Figure 6. Comparison of Cell Level model’s results and lab data. “R + AHL” represents the condition that both root exudate salicylic acid and AHL occur in the system. “Leaky Expression” represents the condition that the target gene is not activated in the system. The blue and red lines are experimental measured data. The orange and black lines are model simulations with error bars.
We compared our model with our own generated lab data; the model’s results were collected after 30 times repetitions of simulation (orange and black regions) and shows that the results from the Cell Level model fits the data generated from lab (blue and red lines) (Figure 6). This means the Cell Level model can explain the protein secretion system in the cells.
Predictability of the Cell Level Model

Figure 7. Random Forest regression for Cell Level model. The blue dots are the output values from both trained data and predicted data. The red line is the regression line of the data points.

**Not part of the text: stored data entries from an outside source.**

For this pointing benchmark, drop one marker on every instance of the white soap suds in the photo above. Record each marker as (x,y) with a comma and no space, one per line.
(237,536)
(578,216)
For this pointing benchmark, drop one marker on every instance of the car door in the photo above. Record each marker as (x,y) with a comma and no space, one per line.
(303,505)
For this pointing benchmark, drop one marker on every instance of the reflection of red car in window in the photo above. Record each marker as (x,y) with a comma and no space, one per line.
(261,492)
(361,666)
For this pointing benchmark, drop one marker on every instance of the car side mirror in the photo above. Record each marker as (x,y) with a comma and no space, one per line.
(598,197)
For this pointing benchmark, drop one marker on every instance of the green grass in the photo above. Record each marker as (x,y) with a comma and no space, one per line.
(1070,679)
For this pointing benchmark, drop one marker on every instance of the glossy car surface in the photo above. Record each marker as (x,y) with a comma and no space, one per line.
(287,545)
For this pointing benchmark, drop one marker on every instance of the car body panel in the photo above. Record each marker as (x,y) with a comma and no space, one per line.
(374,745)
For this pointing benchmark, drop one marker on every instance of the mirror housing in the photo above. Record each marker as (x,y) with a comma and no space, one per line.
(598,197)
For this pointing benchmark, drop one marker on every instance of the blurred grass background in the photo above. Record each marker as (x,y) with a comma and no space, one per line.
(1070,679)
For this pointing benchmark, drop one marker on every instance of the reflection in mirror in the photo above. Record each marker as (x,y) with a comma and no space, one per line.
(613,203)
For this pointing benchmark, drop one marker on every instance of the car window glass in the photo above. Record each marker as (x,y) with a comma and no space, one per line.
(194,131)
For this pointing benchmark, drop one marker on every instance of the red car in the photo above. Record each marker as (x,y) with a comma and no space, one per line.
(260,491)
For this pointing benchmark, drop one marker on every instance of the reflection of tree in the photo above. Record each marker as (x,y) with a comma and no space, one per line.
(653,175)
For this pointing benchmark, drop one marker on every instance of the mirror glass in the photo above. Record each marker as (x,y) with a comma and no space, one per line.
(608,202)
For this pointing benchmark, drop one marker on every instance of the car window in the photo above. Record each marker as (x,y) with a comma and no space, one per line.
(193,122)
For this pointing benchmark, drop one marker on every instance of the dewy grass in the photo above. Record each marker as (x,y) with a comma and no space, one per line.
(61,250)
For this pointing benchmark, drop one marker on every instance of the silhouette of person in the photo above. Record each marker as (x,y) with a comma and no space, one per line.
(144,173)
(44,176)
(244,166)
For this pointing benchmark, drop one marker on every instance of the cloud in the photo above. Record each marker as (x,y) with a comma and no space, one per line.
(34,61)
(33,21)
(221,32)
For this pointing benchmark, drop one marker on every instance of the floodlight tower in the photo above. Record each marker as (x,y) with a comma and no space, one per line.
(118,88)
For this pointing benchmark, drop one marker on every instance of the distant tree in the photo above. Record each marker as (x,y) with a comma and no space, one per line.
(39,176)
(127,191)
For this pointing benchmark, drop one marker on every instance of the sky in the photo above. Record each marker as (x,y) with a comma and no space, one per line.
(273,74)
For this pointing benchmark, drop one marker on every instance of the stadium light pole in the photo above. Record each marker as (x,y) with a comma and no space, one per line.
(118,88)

Unlike the Microbial Communities model, the Cell Level model shows more variability due to random movements of molecules in the cells, making the protein secretion more unpredictable based on the parameters. This is reflected by the larger mean squared error and lower R-squared value (Figure 7). We hypothesise that this is because the dynamics of protein production could be different even though the basic trend of protein secretion is like the real data.
Model Interaction
We used a built-in tool LevelSpace [13] in NetLogo to conduct model interactions. The output of the interactive model is the total protein secretion level in the system.